The remains of yet another plane flown during World War II have been uncovered in Italy.
According to Discovery News, a group of amateur researchers recently rediscovered large parts of an aircraft, dubbed "Whispering Death," that had been dug up previously by archaeologists in the small town of Gusano di Gropparello in northern Italy. According to Cristiano Maggi, one the research team members, such remains are a rare find.
"Usually we find only small pieces of war planes," Maggi told Discovery, explaining that "the wreckages were often recycled by the population to make tools."
Though the remains were unearthed years ago, the WWII plane is only recently making headlines, as researchers seek to get in touch with the family of the British pilot who manned the craft.

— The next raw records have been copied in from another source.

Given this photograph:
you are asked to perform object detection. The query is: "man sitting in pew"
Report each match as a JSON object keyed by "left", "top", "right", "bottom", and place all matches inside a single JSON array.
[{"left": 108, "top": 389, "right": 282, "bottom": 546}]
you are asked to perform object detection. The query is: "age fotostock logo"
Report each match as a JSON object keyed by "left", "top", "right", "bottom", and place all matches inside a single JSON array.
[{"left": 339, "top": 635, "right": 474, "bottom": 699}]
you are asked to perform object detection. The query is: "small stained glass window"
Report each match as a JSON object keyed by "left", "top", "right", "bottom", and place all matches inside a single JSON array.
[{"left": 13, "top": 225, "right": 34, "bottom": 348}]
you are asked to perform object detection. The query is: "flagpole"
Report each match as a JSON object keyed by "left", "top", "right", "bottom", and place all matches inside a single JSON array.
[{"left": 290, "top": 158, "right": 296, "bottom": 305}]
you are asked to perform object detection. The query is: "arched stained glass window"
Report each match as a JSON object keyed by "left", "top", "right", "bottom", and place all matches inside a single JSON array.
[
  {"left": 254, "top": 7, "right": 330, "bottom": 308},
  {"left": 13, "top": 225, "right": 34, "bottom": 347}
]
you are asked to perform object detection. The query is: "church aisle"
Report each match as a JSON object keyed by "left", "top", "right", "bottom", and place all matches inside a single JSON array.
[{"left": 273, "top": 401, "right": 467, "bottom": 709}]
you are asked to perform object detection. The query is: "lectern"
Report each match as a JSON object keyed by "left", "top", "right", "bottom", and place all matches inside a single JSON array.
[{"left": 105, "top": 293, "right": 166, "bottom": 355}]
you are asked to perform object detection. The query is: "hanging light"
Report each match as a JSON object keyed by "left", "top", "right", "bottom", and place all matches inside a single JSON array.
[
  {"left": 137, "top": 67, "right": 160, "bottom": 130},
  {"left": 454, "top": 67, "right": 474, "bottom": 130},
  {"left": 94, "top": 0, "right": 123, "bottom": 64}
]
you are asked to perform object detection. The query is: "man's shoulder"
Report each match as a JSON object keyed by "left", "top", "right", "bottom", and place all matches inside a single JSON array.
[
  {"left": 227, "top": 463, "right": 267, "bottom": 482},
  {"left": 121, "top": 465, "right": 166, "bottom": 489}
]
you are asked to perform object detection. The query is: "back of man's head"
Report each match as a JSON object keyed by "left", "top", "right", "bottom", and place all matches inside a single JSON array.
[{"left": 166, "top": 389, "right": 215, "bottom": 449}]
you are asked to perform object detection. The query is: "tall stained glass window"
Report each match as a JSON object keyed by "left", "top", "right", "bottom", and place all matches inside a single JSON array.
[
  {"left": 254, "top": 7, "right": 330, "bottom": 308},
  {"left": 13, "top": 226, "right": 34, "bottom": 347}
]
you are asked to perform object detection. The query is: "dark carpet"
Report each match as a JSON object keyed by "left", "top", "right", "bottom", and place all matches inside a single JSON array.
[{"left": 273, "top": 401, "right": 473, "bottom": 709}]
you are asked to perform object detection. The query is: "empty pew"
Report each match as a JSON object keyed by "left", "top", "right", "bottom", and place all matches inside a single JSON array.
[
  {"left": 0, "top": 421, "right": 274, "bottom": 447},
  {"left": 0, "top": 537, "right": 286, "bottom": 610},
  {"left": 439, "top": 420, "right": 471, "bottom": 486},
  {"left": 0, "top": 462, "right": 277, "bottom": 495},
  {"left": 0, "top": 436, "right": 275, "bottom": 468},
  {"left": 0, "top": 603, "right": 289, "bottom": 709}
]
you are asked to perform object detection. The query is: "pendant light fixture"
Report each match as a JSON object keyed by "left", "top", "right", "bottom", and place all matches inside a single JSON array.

According to historical records, the so-called Whispering Death plane is believed to have crashed on Sept. 6, 1944, The Northampton Chronicle and Echo reports. Flight Sergeant John Horsford and Warrant Officer John Watson, members of the Royal Air Force's 272 Squadron, perished in the crash.
The Whispering Death planes, named for their speed and ability to quickly strike, were part of the Bristol Beaufighters, a line of long-range fighter planes produced by the Bristol Aeroplane Company. These fighter planes were primarily used by British military forces, but were also flown by pilots in the U.S. Army Air Forces, since an American nighttime fighter plane had yet to be produced.
The plane is one of several WWII artifacts unearthed in recent years. In November, a man in Surrey -- a southeastern county in the U.K. -- was sweeping out an unused fireplace in his home when he came across the skeleton of a carrier pigeon with a coded message still attached to its leg.
Clarification: Whispering Death is the nickname for a group of aircraft, not a single plane.